#### Ingest lap_times folder

#### Step 1 - Read the CSV file using the spark dataframe reader API

In [0]:
%run "../includes/common_functions"

In [0]:
%run "../includes/configuration"


In [0]:
dbutils.widgets.text("p_data_source", "")
v_data_source = dbutils.widgets.get("p_data_source")

In [0]:
dbutils.widgets.text("p_file_date", "2021-03-21")
v_file_date = dbutils.widgets.get("p_file_date")

In [0]:
from pyspark.sql.types import StructType, StructField, IntegerType, StringType
lap_times_schema = StructType(fields=[StructField("raceId", IntegerType(), False),
                                      StructField("driverId", IntegerType(), True),
                                      StructField("lap", IntegerType(), True),
                                      StructField("position", IntegerType(), True),
                                      StructField("time", StringType(), True),
                                      StructField("milliseconds", IntegerType(), True)
                                     ])
                                     

In [0]:
lap_times_df = spark.read \
.schema(lap_times_schema) \
.csv(f"/mnt/avinashprojectformula1dl/raw/{v_file_date}/lap_times")


Step 2 - Rename columns and add new columns
1. Rename driverId and raceId
1. Add ingestion_date with current timestamp

In [0]:
lap_times_with_ingestion_date_df = add_ingestion_date(lap_times_df)

In [0]:
from pyspark.sql.functions import current_timestamp ,lit
final_df = lap_times_df.withColumnRenamed("driverId", "driver_id") \
.withColumnRenamed("raceId", "race_id") \
.withColumn("ingestion_date", current_timestamp()) \
.withColumn("data_source", lit(v_data_source)) \
.withColumn("file_date", lit(v_file_date))

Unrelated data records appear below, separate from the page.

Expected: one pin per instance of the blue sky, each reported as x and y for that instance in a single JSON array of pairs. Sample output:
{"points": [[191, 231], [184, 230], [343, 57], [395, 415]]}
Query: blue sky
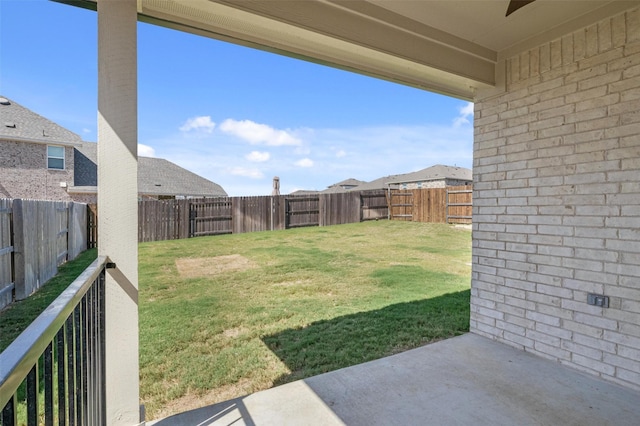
{"points": [[234, 115]]}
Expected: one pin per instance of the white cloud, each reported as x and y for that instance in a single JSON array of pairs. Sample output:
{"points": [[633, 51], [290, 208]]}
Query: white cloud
{"points": [[258, 157], [305, 162], [465, 115], [201, 123], [245, 172], [146, 151], [257, 134]]}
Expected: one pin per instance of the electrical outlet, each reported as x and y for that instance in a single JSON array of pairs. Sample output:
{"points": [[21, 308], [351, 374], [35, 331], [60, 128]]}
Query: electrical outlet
{"points": [[598, 300]]}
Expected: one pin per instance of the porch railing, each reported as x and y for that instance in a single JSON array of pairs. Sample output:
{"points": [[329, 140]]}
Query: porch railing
{"points": [[62, 351]]}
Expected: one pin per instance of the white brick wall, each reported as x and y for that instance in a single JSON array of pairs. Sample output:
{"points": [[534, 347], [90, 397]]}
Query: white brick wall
{"points": [[557, 202]]}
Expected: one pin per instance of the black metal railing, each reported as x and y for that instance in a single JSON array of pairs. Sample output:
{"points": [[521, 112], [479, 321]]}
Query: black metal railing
{"points": [[54, 372]]}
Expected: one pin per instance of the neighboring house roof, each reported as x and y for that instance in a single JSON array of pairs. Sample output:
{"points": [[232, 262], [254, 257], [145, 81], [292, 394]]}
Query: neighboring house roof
{"points": [[437, 172], [343, 186], [22, 124], [156, 176]]}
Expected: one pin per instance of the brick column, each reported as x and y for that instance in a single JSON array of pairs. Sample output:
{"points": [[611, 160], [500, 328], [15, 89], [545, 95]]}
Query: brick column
{"points": [[118, 202]]}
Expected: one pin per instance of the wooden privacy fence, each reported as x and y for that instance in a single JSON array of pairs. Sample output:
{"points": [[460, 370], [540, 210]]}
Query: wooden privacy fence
{"points": [[176, 219], [438, 205], [35, 238]]}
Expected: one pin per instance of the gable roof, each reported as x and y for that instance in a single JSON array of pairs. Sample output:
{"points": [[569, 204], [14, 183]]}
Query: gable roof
{"points": [[156, 176], [343, 186], [22, 124], [437, 172]]}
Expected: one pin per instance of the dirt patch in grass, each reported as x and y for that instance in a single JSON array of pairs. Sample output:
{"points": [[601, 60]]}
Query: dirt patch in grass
{"points": [[234, 332], [292, 283], [208, 266], [191, 401]]}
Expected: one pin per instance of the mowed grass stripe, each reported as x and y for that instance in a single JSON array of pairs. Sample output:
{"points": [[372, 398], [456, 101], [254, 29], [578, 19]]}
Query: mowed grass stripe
{"points": [[224, 316]]}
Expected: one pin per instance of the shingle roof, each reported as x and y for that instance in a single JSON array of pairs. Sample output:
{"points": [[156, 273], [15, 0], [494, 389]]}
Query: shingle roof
{"points": [[343, 186], [437, 172], [18, 122], [156, 176]]}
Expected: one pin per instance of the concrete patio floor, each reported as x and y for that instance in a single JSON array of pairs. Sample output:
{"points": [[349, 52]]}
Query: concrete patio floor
{"points": [[466, 380]]}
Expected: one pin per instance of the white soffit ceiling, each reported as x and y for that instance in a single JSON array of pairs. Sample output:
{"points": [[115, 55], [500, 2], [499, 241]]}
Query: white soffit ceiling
{"points": [[446, 46]]}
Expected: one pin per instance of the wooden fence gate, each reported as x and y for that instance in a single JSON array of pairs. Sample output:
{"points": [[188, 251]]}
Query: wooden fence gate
{"points": [[433, 205], [210, 217], [302, 211], [459, 205]]}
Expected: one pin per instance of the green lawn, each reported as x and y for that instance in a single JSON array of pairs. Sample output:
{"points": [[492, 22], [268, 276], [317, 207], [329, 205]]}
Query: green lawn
{"points": [[224, 316]]}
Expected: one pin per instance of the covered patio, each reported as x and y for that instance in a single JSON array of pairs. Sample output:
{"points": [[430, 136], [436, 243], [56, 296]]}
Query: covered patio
{"points": [[466, 380]]}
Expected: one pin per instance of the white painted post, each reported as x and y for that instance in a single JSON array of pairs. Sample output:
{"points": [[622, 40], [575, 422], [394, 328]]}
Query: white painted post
{"points": [[118, 202]]}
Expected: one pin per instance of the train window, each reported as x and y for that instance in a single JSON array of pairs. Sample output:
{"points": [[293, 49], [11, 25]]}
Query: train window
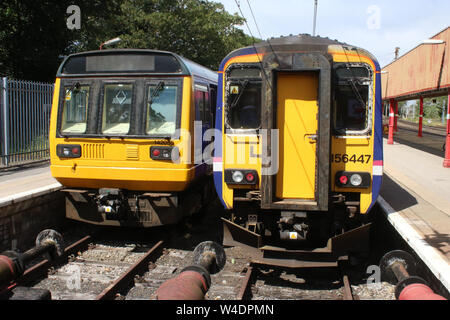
{"points": [[245, 73], [244, 105], [351, 105], [74, 116], [117, 101], [244, 97], [162, 109]]}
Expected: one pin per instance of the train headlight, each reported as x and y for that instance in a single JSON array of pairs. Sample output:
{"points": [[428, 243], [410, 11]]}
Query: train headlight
{"points": [[164, 153], [238, 176], [68, 151], [360, 180], [356, 180], [241, 177]]}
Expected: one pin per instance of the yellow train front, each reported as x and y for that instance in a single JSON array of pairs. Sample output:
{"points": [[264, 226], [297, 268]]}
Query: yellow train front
{"points": [[121, 136], [299, 161]]}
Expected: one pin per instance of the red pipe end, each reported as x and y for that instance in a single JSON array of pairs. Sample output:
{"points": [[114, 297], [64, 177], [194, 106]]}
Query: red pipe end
{"points": [[419, 291]]}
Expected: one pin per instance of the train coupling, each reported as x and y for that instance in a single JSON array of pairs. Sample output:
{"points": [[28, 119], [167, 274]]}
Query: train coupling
{"points": [[195, 280], [111, 202], [399, 267], [293, 226], [49, 243]]}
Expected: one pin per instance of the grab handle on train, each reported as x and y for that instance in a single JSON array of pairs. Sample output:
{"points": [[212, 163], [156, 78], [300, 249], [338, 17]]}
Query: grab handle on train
{"points": [[195, 280], [12, 263]]}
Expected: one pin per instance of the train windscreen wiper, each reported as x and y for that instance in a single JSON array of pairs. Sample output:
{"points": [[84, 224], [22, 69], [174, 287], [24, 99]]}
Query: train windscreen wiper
{"points": [[159, 88], [76, 86], [236, 100]]}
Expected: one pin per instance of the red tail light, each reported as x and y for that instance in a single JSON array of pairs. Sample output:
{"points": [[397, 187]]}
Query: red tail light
{"points": [[343, 180], [250, 177]]}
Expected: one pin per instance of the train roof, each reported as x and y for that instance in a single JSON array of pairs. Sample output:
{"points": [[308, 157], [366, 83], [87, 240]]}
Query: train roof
{"points": [[132, 61], [295, 43]]}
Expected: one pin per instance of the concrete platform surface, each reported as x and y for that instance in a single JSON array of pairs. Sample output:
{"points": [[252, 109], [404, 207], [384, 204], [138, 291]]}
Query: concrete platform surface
{"points": [[416, 199], [20, 184]]}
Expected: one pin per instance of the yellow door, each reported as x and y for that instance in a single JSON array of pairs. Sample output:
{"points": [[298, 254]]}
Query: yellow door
{"points": [[297, 117]]}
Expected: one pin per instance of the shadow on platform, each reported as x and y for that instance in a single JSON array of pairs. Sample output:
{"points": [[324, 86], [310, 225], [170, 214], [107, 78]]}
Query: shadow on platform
{"points": [[397, 197]]}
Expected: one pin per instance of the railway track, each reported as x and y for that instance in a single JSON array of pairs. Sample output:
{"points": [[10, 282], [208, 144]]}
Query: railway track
{"points": [[264, 285], [129, 265]]}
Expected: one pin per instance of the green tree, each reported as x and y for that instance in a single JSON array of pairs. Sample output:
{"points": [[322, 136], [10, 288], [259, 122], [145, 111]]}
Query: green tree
{"points": [[33, 34]]}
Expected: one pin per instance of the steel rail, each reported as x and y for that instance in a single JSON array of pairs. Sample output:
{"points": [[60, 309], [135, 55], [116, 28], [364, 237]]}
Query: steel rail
{"points": [[245, 290], [42, 267], [127, 278]]}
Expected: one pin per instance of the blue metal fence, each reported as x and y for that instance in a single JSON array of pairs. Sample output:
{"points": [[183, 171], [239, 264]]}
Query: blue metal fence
{"points": [[25, 118]]}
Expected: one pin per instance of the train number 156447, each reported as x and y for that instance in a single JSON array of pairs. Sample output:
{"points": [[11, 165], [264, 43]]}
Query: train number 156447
{"points": [[346, 158]]}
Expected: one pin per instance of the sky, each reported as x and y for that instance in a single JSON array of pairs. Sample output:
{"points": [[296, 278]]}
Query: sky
{"points": [[378, 26]]}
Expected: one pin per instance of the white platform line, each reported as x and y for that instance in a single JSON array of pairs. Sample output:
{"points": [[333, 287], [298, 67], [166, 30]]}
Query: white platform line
{"points": [[429, 255], [18, 197]]}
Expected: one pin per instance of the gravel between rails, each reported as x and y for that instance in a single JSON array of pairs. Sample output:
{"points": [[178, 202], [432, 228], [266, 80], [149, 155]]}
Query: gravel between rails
{"points": [[91, 271]]}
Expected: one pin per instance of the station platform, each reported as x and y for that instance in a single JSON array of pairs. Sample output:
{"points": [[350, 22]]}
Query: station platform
{"points": [[415, 197], [25, 183]]}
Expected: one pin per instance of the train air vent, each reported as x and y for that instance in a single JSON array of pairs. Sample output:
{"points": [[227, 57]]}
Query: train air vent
{"points": [[93, 151], [132, 152]]}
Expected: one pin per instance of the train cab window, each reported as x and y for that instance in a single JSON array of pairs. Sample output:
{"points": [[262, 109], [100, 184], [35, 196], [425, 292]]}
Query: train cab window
{"points": [[74, 115], [351, 103], [117, 100], [244, 98], [162, 108]]}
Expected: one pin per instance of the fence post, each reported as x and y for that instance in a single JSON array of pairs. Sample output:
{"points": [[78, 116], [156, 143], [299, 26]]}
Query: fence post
{"points": [[5, 121]]}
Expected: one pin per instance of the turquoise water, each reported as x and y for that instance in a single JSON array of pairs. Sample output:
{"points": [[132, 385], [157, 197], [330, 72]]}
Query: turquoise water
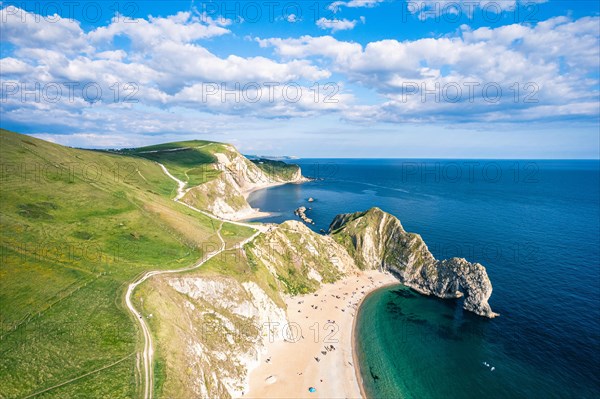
{"points": [[533, 224]]}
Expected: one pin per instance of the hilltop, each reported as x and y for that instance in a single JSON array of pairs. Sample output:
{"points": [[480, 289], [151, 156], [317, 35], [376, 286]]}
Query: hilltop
{"points": [[79, 227]]}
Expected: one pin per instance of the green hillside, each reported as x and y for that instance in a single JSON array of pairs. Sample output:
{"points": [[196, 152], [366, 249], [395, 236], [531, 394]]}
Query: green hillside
{"points": [[187, 160], [76, 227]]}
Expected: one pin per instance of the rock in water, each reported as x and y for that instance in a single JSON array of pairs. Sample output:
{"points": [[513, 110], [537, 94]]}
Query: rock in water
{"points": [[377, 240], [301, 213]]}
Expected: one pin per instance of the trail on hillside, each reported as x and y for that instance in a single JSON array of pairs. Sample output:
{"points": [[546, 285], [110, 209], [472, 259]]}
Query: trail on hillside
{"points": [[148, 352]]}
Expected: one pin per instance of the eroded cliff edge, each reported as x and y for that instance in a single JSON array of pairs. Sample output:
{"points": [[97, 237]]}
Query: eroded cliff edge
{"points": [[377, 240]]}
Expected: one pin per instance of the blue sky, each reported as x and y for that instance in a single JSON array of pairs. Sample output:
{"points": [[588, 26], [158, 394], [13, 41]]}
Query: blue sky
{"points": [[356, 78]]}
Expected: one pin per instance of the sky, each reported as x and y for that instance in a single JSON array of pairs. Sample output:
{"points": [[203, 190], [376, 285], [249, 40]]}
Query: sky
{"points": [[355, 78]]}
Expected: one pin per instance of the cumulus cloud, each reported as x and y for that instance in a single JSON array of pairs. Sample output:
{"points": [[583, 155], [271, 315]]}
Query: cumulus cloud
{"points": [[513, 72], [541, 71], [336, 6], [161, 65], [336, 24]]}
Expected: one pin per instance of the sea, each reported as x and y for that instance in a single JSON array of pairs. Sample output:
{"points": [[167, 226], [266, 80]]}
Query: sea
{"points": [[535, 226]]}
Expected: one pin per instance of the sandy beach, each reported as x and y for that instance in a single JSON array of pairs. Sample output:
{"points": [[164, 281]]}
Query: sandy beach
{"points": [[256, 213], [320, 351]]}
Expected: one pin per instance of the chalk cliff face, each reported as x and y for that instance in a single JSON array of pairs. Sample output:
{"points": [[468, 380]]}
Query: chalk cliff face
{"points": [[217, 324], [225, 196], [377, 240]]}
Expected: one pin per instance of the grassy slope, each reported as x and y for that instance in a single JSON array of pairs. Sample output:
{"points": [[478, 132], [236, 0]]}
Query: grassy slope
{"points": [[277, 169], [76, 227], [189, 161], [286, 247]]}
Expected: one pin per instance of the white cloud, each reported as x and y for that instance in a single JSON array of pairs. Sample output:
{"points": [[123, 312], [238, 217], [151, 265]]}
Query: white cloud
{"points": [[336, 24], [544, 71], [336, 6], [169, 64]]}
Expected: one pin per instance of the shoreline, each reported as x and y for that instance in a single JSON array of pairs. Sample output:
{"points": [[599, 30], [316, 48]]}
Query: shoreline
{"points": [[256, 213], [326, 320], [355, 362]]}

#### Step 3 - Write to output to processed container in parquet format

In [0]:
merge_condition = "tgt.race_id = src.race_id AND tgt.driver_id = src.driver_id AND tgt.lap = src.lap AND tgt.race_id = src.race_id"
merge_delta_data(final_df, 'f1_processed', 'lap_times', processed_folder_path, merge_condition, 'race_id')


In [0]:
#overwrite_partition(final_df, 'f1_processed', 'lap_times', 'race_id')

In [0]:
dbutils.notebook.exit("Success")

In [0]:
#final_df.write.mode("overwrite").formparquet("/mnt/avinashprojectformula1dl/processed/lap_times")